Misinformation has a powerful half-life, particularly when it comes to public health. In the latest demonstration of this, a new Gallup poll shows that there’s still “substantial uncertainty” among Americans about whether vaccines cause autism, particularly among Republicans.
Vaccines do not cause autism, and the study claiming they do has been debunked for a decade. The poll surveyed 1,025 adults by telephone in all 50 states, and came away with an array of depressing results. The agency found that 84 percent of Americans say that vaccinating children is important, down from 94 percent in 2001. It’s part of a discernible slide in vaccine confidence: in a 2015 survey, Gallup found only 72 percent of the American public “strongly or somewhat” agreed that vaccines are safe, a higher rate of skepticism than many other wealthy nations.

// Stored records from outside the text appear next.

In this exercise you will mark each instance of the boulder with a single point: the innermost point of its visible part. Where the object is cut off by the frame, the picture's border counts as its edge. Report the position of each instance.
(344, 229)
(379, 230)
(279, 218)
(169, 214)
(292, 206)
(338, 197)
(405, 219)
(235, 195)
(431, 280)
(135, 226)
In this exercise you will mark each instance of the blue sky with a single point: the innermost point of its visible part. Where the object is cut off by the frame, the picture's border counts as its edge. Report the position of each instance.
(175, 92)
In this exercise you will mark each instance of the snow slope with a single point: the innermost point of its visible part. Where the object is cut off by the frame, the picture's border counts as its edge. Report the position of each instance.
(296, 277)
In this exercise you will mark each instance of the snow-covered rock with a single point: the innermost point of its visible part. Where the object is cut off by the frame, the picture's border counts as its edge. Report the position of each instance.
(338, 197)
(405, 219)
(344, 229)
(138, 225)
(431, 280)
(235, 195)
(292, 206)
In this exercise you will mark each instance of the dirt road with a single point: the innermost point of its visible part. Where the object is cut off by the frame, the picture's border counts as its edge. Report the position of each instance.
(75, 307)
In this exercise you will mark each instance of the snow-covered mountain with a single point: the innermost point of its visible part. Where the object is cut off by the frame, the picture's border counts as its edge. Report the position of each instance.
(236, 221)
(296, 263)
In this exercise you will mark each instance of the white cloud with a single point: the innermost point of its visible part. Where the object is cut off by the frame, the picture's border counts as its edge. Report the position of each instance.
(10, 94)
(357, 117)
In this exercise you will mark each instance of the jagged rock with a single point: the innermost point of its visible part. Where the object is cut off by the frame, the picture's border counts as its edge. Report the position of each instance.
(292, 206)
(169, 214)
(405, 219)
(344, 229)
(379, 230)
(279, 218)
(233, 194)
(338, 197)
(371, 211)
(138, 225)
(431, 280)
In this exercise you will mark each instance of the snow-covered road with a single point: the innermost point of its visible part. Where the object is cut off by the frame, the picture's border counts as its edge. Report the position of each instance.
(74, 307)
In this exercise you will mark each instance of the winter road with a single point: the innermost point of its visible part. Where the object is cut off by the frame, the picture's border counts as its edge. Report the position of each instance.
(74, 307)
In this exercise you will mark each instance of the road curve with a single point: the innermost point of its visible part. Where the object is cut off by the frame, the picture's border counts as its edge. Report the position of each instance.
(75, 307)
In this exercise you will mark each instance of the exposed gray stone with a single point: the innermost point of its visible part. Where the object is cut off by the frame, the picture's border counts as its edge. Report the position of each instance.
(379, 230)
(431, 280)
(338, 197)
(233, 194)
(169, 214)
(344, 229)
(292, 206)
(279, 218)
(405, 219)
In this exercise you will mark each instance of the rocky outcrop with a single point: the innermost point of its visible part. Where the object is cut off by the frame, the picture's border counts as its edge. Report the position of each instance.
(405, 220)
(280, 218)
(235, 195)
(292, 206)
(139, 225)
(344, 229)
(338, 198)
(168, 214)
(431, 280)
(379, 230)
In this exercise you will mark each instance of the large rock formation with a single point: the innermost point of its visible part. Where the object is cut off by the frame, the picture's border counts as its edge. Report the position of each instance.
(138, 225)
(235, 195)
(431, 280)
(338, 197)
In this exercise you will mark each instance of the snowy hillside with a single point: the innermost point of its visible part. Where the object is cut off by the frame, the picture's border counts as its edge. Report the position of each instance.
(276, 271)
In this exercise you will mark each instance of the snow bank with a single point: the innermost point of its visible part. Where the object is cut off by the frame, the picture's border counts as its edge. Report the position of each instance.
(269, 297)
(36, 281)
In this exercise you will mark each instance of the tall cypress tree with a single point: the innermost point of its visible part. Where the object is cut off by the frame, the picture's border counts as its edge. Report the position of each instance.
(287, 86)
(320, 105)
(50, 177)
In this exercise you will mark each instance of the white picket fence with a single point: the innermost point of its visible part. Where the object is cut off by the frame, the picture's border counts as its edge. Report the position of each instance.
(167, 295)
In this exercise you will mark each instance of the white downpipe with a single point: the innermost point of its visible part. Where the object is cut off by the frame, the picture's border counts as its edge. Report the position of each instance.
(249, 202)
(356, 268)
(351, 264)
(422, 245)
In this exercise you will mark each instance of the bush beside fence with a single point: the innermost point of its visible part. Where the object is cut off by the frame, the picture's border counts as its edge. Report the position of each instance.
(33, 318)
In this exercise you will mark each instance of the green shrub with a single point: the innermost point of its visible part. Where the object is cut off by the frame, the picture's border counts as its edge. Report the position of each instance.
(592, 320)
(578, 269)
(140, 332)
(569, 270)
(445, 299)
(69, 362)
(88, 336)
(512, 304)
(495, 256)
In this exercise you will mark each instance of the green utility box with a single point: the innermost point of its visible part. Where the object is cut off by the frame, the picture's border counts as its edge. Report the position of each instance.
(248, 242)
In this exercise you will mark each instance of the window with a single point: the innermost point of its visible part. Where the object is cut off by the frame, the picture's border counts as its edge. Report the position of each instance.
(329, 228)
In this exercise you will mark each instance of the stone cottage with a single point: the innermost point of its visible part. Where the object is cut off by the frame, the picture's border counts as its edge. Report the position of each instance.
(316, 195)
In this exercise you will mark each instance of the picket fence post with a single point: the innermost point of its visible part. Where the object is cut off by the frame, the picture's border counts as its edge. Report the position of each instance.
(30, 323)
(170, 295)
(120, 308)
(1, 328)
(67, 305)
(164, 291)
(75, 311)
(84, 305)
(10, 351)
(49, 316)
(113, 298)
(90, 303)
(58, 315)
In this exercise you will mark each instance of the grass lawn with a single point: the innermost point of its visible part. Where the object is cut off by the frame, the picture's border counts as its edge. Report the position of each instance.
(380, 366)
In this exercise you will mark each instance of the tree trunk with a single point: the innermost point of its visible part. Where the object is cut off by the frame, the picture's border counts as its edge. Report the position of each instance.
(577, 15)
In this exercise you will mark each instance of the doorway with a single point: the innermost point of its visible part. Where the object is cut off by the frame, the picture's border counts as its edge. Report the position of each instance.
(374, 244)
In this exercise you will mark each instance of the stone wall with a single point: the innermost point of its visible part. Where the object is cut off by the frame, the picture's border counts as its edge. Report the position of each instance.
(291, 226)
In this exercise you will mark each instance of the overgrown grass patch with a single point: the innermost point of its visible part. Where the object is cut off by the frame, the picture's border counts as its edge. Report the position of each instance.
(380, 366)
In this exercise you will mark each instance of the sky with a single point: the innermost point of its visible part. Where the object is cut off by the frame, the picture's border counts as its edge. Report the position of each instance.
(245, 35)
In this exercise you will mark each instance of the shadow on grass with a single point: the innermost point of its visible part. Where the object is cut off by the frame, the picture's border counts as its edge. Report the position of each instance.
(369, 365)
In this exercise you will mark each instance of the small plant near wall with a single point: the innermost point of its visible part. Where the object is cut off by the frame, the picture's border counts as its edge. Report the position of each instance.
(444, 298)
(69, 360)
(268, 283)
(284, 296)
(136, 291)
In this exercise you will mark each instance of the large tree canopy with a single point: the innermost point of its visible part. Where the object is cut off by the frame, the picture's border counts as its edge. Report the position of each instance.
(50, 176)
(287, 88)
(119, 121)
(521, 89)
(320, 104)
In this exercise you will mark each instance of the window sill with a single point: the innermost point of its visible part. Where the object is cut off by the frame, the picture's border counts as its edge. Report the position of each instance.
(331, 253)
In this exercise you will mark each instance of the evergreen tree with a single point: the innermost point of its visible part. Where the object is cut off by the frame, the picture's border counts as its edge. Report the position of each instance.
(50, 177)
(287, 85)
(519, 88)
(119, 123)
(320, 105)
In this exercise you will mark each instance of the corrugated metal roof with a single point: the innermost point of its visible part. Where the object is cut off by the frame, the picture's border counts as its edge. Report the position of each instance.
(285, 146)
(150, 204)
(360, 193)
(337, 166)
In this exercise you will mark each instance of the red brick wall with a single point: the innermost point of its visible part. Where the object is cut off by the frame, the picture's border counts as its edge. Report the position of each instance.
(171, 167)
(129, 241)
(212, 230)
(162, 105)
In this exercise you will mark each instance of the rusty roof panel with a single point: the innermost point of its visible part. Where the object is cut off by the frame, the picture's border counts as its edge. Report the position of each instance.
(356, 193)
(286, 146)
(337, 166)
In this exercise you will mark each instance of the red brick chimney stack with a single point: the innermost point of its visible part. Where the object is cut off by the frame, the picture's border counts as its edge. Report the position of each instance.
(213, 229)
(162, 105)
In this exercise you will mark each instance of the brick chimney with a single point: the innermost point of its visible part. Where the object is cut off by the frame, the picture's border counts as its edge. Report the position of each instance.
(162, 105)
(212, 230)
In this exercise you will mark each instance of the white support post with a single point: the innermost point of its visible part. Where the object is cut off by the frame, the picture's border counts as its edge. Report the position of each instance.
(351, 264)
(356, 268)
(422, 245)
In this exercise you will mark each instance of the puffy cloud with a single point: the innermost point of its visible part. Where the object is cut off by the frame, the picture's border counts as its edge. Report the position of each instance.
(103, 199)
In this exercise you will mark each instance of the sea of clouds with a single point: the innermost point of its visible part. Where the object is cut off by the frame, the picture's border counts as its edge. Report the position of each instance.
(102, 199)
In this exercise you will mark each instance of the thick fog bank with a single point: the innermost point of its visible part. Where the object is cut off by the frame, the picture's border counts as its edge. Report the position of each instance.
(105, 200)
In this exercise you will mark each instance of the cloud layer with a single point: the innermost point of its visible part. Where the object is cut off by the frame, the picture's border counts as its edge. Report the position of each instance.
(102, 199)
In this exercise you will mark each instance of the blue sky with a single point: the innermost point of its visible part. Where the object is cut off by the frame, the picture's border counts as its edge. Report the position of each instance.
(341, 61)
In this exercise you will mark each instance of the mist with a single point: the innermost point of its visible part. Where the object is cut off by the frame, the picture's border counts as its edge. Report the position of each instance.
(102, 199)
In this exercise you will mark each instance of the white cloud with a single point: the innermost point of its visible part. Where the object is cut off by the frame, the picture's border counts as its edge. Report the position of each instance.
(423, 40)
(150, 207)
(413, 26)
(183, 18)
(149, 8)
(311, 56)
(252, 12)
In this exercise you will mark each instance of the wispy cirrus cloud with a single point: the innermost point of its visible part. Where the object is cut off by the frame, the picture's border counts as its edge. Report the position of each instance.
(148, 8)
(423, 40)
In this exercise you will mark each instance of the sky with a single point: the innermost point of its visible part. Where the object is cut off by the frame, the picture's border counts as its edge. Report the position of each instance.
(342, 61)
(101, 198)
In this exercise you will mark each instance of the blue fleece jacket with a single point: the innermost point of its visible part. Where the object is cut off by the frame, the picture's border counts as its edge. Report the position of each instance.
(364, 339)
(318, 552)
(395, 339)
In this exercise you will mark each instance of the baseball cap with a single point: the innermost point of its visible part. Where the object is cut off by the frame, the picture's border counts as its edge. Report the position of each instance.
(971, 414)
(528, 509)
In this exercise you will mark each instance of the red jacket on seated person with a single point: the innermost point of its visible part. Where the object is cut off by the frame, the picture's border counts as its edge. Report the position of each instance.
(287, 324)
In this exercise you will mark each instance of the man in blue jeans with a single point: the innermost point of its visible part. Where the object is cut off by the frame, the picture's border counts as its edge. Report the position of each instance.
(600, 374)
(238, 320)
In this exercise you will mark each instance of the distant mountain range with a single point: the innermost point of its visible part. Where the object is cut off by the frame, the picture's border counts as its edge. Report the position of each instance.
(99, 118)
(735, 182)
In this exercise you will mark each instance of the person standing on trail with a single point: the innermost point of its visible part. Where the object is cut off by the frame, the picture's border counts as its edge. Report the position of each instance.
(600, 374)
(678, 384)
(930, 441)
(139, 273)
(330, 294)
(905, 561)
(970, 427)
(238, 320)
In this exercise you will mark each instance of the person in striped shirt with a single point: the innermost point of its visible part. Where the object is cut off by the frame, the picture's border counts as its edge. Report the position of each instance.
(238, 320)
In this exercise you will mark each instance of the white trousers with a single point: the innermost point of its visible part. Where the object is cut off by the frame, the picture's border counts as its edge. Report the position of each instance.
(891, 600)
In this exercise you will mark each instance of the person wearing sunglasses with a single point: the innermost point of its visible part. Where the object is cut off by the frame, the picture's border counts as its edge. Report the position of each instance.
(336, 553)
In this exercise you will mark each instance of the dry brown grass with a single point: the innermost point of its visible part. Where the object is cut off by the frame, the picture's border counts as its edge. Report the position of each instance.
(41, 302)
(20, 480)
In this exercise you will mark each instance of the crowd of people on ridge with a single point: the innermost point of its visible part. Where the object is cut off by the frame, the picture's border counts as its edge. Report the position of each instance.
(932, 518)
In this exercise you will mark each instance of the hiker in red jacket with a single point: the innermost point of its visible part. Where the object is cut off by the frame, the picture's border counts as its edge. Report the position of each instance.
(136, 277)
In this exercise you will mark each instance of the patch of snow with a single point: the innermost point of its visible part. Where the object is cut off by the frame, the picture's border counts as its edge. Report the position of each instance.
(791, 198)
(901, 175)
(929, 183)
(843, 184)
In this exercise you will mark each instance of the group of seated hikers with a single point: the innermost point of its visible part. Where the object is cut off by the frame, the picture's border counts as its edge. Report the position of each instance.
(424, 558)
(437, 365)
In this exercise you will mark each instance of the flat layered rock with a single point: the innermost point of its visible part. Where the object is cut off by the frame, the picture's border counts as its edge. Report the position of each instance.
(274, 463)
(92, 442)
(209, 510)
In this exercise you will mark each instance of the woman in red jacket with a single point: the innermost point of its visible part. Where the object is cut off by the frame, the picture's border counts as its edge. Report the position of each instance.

Those numbers might sound reassuringly high, but they aren’t: herd immunity depends on the vast majority of the population staying vaccinated, about 95% of the population in the case of measles. It’s a firewall, and a small crack can have outsized effects: the CDC says that 2019 saw the greatest number of measles cases since 1992. Even more alarming are the statistics on the debunked link between vaccines and autism: 46 percent of those surveyed said they are “unsure” about whether vaccines cause autism, and 10 percent said they do. There’s been a “modest increase,” Gallup says, in the number of people who say vaccines cause autism, up from 6 percent in 2015. More reassuringly, the number of people who say vaccines don’t cause autism has also gone up, equally modestly, from 41 percent to 45.
Vaccines emphatically don’t cause autism, but the tail of that particular lie has been extremely long.